The reason for this blog post, however, is in my desire to recast Moody and Walsh’s Seven Laws of Information. While they do not explicitly define information and how it is different from data, we can use the DIKW Pramid to recast a few of the laws more towards the field of data science. That is, the world is full of data, information is the relevant data, studying information gives knowledge, and reflecting on knowledge leads to wisdom. So, if we deconstruct the information laws and rethink their data equivalents, one might find these Seven Laws of Data Science as the result:

Law One: Data has value only if it is studies. Intrinsically, data does not generate residual value through its mere presence. Revelations can only be found in the exploration and study of data.

Law Two: The value of data increases with it use. As data is explored, combined with other data, and explored again, additional value is generated.

Law Three: Data can not be depleted through it use. Data is not a physical commodity that is subject the physical laws of entropy and subject to degradation. As such, data is infinitely reusable and through the exploratory processes will produce more data than that originally evaluated.

Law Four: Causal data is more valuable than correlative data. While correlative principle are very useful in some operational circumstances, to forecast the future one needs to truly understand causality within the system. Or, as someone more important than me has stated,  “Felix, qui potuit rerum cognoscere causes.” Translated, “Fortunate who was able to the know the causes of things.”

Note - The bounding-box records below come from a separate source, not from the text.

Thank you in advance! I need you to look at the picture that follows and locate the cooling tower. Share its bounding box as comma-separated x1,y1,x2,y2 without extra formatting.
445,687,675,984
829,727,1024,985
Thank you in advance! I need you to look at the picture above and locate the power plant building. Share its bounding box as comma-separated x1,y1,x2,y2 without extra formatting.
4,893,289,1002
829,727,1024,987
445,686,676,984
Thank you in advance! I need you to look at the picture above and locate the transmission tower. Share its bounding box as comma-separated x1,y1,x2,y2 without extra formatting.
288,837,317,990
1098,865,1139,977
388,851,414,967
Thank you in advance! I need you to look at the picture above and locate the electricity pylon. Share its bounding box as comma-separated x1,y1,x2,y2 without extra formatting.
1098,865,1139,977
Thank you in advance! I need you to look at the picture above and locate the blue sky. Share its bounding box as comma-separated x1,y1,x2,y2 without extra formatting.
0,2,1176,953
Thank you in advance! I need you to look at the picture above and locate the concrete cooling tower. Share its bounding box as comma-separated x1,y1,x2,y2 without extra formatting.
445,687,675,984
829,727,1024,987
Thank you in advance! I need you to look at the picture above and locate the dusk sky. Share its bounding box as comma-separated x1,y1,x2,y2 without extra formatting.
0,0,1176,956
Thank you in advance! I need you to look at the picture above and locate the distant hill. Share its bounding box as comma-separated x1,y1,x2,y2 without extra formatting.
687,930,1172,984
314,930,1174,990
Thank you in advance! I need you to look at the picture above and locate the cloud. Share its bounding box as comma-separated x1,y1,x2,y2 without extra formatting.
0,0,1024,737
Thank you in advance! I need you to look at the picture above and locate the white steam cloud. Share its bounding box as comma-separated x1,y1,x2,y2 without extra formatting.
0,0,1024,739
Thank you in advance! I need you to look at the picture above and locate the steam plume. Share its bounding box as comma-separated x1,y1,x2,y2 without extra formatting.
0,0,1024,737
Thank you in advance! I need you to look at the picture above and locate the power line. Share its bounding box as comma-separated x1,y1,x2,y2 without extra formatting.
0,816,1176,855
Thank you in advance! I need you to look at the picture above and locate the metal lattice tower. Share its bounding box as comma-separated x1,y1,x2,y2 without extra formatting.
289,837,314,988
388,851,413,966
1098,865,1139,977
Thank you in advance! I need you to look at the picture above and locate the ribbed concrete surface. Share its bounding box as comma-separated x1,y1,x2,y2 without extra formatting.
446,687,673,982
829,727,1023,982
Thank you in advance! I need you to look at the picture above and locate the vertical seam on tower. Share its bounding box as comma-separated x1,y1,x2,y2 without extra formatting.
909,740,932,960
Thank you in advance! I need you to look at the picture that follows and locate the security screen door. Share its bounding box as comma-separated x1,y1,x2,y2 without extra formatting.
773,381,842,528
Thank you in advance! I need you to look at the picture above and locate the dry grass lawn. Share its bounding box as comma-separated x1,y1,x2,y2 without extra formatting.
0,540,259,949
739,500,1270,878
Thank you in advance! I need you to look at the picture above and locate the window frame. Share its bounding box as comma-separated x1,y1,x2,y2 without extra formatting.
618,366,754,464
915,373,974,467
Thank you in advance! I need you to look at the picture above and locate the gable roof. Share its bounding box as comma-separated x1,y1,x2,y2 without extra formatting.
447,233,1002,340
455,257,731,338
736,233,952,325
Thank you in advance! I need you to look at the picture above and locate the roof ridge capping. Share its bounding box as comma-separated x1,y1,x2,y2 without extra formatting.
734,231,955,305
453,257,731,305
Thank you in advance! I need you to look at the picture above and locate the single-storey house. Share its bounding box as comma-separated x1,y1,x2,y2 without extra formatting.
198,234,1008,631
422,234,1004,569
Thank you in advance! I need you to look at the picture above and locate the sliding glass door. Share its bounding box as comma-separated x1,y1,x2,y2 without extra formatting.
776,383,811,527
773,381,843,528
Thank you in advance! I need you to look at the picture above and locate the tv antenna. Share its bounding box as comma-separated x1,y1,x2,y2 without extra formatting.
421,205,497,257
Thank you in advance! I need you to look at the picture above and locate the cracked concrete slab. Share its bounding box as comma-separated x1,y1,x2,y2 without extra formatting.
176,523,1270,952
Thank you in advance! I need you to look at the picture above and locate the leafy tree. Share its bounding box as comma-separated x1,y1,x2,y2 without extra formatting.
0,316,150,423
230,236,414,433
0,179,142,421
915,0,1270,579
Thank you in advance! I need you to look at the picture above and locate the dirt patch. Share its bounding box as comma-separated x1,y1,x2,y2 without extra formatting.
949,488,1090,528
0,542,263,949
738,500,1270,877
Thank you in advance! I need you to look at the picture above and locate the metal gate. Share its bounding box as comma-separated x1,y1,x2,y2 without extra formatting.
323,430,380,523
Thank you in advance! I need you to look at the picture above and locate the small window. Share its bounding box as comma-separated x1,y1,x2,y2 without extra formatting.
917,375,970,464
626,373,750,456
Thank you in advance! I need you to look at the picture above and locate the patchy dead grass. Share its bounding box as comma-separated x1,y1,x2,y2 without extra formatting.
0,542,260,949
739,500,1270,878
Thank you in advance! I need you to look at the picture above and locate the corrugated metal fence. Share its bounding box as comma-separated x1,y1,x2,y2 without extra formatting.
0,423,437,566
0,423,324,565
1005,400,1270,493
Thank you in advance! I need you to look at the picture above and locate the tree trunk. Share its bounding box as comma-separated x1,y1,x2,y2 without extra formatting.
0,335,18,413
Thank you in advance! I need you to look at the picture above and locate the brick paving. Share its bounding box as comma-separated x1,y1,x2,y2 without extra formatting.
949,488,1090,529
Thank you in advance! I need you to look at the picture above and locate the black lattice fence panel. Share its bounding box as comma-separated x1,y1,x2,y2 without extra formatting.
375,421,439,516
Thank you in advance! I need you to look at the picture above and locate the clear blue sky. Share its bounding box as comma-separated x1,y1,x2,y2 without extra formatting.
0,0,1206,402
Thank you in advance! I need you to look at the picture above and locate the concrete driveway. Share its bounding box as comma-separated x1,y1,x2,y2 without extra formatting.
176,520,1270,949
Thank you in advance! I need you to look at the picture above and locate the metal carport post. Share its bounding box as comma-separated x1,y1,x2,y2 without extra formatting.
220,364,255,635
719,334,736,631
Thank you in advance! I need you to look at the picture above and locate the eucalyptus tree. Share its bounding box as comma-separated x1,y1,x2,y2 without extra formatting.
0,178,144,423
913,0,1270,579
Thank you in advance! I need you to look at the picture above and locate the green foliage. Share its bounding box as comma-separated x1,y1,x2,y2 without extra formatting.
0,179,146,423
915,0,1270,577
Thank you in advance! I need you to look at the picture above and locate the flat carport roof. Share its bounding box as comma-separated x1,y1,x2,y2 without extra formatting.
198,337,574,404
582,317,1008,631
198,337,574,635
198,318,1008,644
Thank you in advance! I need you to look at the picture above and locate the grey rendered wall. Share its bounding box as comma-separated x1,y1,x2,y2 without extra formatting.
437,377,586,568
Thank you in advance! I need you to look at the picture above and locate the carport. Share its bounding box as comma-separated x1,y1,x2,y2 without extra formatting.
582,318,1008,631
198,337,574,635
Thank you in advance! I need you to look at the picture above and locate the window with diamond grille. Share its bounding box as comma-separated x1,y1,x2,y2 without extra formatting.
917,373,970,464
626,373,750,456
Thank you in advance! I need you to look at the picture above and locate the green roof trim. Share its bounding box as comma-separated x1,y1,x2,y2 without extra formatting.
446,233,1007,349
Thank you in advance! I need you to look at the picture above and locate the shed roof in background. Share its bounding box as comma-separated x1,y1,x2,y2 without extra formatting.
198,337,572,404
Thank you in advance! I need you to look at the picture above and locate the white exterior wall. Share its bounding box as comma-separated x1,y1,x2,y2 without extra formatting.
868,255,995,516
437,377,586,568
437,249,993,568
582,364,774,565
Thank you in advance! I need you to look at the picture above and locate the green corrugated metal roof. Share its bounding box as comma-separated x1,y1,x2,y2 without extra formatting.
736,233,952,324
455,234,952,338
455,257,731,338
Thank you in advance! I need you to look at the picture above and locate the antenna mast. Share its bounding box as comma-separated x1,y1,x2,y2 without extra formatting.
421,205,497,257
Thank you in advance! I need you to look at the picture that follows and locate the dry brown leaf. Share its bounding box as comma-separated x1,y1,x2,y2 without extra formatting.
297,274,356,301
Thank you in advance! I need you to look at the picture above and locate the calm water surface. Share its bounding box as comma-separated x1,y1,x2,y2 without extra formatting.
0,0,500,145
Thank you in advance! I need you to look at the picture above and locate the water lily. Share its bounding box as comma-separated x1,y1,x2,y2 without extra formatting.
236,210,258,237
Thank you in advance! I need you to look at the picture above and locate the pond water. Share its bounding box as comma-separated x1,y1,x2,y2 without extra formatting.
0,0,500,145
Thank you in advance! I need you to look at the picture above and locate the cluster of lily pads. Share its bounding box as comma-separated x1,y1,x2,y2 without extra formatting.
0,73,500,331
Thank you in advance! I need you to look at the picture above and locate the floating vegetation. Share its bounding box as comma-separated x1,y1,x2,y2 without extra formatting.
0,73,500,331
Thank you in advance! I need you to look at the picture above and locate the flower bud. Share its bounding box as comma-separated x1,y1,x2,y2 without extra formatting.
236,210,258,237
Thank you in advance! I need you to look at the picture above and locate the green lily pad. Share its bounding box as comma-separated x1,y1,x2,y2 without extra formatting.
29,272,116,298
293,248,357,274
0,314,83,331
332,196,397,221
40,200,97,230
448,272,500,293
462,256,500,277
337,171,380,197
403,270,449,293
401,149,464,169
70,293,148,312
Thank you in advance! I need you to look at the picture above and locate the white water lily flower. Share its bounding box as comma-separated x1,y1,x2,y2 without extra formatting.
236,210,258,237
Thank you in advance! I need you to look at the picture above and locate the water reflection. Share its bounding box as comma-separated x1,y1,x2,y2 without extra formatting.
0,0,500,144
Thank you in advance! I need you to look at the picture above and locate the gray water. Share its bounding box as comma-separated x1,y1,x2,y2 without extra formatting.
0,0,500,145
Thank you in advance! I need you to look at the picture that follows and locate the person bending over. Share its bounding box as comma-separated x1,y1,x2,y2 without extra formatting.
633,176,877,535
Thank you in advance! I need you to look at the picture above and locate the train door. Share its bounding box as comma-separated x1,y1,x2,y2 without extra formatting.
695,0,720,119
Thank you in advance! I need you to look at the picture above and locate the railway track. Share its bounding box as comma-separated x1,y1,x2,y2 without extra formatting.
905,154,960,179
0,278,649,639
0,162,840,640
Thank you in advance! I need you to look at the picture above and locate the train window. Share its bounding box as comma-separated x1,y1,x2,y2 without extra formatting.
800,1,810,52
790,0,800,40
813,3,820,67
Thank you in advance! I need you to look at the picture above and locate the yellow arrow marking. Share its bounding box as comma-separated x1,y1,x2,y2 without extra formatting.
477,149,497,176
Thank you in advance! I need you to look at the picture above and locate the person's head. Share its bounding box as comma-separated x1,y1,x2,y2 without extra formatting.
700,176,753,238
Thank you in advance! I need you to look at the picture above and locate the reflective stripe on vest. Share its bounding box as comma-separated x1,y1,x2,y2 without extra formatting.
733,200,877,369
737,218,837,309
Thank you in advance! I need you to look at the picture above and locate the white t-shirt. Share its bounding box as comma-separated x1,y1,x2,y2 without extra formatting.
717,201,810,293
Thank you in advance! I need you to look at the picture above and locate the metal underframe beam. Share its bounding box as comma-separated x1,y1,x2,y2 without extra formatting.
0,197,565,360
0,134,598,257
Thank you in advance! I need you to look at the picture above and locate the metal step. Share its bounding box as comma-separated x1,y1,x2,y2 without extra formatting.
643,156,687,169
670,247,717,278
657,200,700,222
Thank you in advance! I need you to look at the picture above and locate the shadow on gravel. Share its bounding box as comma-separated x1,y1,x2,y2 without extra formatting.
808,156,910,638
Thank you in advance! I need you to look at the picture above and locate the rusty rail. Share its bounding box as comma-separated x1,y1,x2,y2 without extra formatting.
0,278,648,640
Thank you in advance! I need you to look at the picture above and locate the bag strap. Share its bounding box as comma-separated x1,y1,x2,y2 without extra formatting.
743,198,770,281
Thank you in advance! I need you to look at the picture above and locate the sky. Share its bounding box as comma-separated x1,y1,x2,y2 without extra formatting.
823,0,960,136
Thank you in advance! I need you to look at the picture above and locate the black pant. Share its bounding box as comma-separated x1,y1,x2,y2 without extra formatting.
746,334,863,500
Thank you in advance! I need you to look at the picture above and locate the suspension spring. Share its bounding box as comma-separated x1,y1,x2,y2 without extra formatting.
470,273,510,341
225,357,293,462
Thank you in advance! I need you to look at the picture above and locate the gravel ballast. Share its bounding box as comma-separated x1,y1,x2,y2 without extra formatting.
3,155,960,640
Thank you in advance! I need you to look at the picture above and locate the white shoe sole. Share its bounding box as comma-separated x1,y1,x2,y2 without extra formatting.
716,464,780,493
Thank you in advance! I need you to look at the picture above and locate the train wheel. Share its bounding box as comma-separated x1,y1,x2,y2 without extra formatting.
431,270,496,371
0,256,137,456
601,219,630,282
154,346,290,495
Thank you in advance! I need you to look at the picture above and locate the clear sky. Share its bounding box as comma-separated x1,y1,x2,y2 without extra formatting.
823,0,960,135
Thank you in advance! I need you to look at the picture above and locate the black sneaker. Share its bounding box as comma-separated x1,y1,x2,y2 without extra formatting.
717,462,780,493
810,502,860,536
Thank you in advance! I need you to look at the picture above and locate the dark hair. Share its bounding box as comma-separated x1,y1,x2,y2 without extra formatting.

Law Five: The value from combined independent data is greater than the combined value of each data alone. This is equivalent to the whole is usually greater than the sum of the parts. That is, one plus one is greater than two.

Law Six: The value of data is perishable, while the data itself does not. The insights derived from the study of data have a limited value time horizon. 

Law Seven: More data does not necessarily lead to more value. Studies have shown that more data does not necessarily increase the accuracy of our predictions, just our confidence in those predications.

So this is the first cut the Laws of Data Science. What is missing, needs to be rethought through, or even deleted. Let me know.